FIG. 4 is a graph showing a relationship between angle α in FIG. 3 and thread snap-off strength of the suture thread 20. Round needles with outer diameter of 0.78 mm and hole diameter of 0.47 mm and length of 45 mm are formed as eyeless suture needles 10 by changing the angle α shown in FIG. 3 and coating with silicone by soaking, size 0 (0.35 to 0.399 mm) suture thread used as the suture thread 20 is crimped and joined, and average values of thread snap-off strengths measured for thirty needles at each angle when a thread pull-off test is conducted thereafter are plotted.

While it is understood from FIG. 4 that the almost the same thread snap-off strength is maintained until the angle α reaches 40 degrees, once it hits 60 degrees, the thread snap-off strength decreases.
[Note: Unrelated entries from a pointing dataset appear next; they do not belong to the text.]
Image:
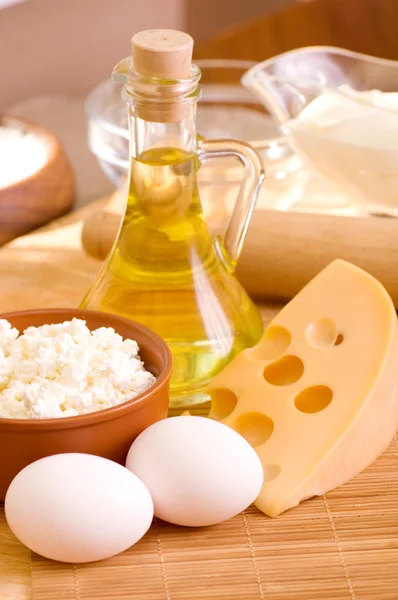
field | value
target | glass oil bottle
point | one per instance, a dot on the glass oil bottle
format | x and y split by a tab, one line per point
165	270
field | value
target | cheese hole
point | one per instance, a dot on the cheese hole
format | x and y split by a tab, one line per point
274	343
256	428
314	399
322	333
285	371
339	339
271	472
223	402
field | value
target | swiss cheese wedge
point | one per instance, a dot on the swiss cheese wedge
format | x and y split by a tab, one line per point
317	397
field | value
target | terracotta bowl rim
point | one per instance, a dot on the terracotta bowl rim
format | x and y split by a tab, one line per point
54	150
106	414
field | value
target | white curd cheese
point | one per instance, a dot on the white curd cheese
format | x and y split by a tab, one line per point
351	136
64	370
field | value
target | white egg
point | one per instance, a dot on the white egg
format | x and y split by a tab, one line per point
77	507
199	472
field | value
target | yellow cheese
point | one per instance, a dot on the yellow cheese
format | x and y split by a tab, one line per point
317	396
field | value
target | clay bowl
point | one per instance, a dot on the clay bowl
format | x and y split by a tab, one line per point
41	197
107	433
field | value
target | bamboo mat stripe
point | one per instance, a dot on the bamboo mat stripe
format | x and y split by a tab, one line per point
342	546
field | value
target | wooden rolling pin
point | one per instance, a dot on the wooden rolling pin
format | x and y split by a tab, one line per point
284	250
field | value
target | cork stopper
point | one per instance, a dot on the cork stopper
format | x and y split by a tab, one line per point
166	55
162	53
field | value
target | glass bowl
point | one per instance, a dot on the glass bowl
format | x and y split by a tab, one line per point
226	110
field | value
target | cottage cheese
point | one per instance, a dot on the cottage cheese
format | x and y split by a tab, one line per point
351	136
66	370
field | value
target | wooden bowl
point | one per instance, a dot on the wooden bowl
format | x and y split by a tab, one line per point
35	200
109	432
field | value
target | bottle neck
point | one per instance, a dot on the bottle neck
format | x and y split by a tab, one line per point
145	134
162	113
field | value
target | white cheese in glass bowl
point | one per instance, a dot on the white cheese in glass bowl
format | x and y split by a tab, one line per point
351	137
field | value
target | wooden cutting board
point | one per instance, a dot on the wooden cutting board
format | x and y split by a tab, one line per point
343	545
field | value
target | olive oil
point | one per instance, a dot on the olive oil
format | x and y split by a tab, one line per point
165	270
168	273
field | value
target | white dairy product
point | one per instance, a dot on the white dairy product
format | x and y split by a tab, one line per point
65	370
351	136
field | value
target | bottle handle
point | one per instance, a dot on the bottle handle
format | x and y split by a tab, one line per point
248	191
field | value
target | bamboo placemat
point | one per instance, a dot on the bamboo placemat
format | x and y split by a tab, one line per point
340	546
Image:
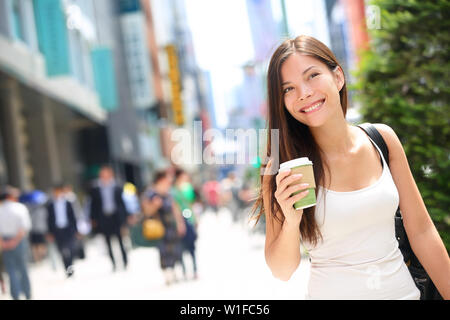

Moreover, since the allowable thread snap-off strength for suture thread of this size is 1.5 Kg according to the USP standard, a thread snap-off strength of 2 Kg or greater is determined as sufficient, and thus angles up to 45 degrees are determined as providing sufficient thread snap-off strength.

Claims

1: An eyeless suture needle, which is coated with silicone, wherein the coating of the outside of a hole of the eyeless suture needle and part of the main body of the eyeless suture needle is unsmooth, and the coating of other parts is smooth, and the inner wall of the hole is not coated with silicone.

2: An eyeless suture needle fabrication method, comprising the steps of: supporting an eyeless suture needle with a gripping unit; and facing a hole at a base of the supported eyeless suture needle downward and coating with silicone such that the silicone does not coat inside of the hole.

3: The eyeless suture needle fabrication method of claim 2, wherein the gripping unit is made of a metal that is not affected by a silicone solution.

4: The eyeless suture needle fabrication method of claim 2, wherein the gripping unit is structured to grip by the energization force of an elastic body.

5: The eyeless suture needle fabrication method of claim 2, wherein the position supported by the gripping unit is set to outside of a hole of the eyeless suture needle.

6: The eyeless suture needle fabrication method of claim 2, further comprising the step of holding near the middle of the main body of the eyeless suture needle using a holding fixture.

7: The eyeless suture needle fabrication method of claim 2, wherein an angle formed by a central axis of the hole of the eyeless suture needle and a perpendicular line in the direction of gravitational force is within a range of 0 to 45 degrees.